A few weeks ago I noticed my brain doing something weird. I was in Iceland at a Steed Lord show with two of my favorite Icelandic tech lady friends, and we’d had a few beers and a shot they call a “magic carpet” (Redbull and Amaretto, actually pretty good). I was in a crowded room and knew nobody, but those two, had never seen the band before, but I kept thinking that the performer’s look and everything about her was terribly derivative of Lady Gaga.
I started thinking about the fact that the people of Iceland really did not give a fuck about Lady Gaga, just like very few Americans probably knew who Steed Lord was except for maybe some of the Williamsburg types I used to order coffee from. I contemplated how where I was was as west as I would be, geographically and otherwise, for the next 10 months; that as I carried on eastward, my surroundings and cultural references would become dimmer and more removed from the reality that I’ve known my whole life.

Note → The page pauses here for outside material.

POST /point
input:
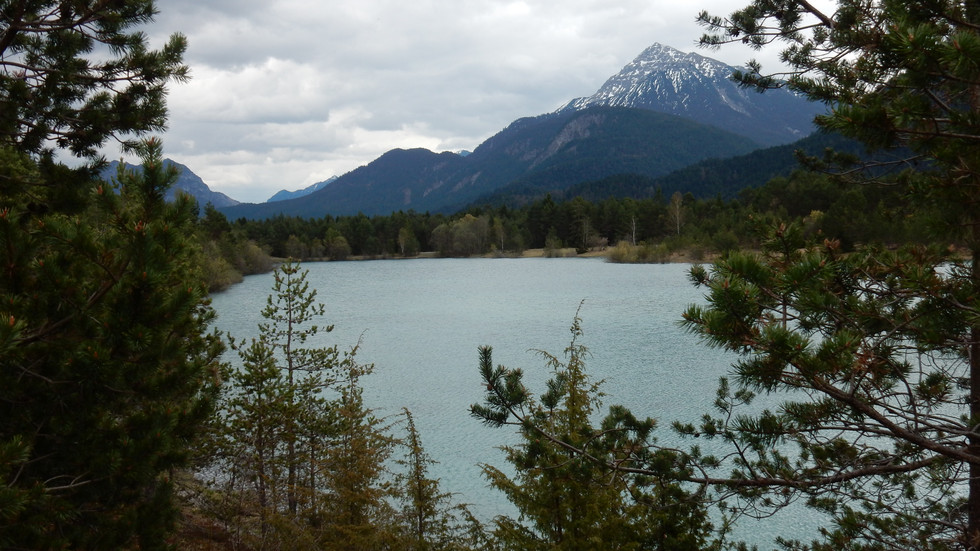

As I surveyed the crowd of dancing bodies, singing along with lyrics that I didn’t know, my eyes caught on someone who looked like a friend of mine, tall with dark hair piled on top of her head in a loose bun. She has a face that’s unique when you’re the only half-French, half-Chinese chick in NYU, but in Iceland that kind of Bjorkish facial structure is quite common. I realized it wasn’t her in a split second, but the disappointment lingered. Because in my previous life, it could have been. Even though there are 8.2 million people in NYC, I developed patterns of behavior similar to so many of the ones I liked the best such that by the end of my time there, I ran into someone I knew almost every time I went out.
For the rest of the set, everywhere I looked I saw someone who could have been someone I knew, fully knowing that it wasn’t, that it couldn’t be. Some logical part of my brain had grasped my new-found geographical estrangement, while some mechanical pattern-abiding part couldn’t yet accept it. It was sad, exhilarating and scary all at once. Could I really last 10 months without seeing a familiar face in familiar places? I’d have to, so yes. I remembered that I went through the same thing when I first moved to New York. It took time, but gradually that strange and intimidating cesspool of human struggle and triumph transformed from an overwhelming blur into something so normal I couldn’t be bothered to look out the window of my airport cab upon returning home from a short business trip.
In that club, the reason I saw my friend in that setting is because she would be in a setting like that. Thinking about it now, the brain does this in so many ways — it looks for people and things to fill the roles we expect of them. It didn’t take too long to stop expecting to see my friends in Iceland, and to focus on meeting new people in the moment. So now I realize I have quite a bit of unraveling of expectations to do on many levels. The whole world is at my feet right now, and I can redefine my expectations of new people however I see fit. And so can anyone, no matter where they are. It’s all a matter of perspective. Because hey, I take spontaneous and sloppily planned trips to Iceland to encounter fake Lady Gagas and write about it so you don’t have to.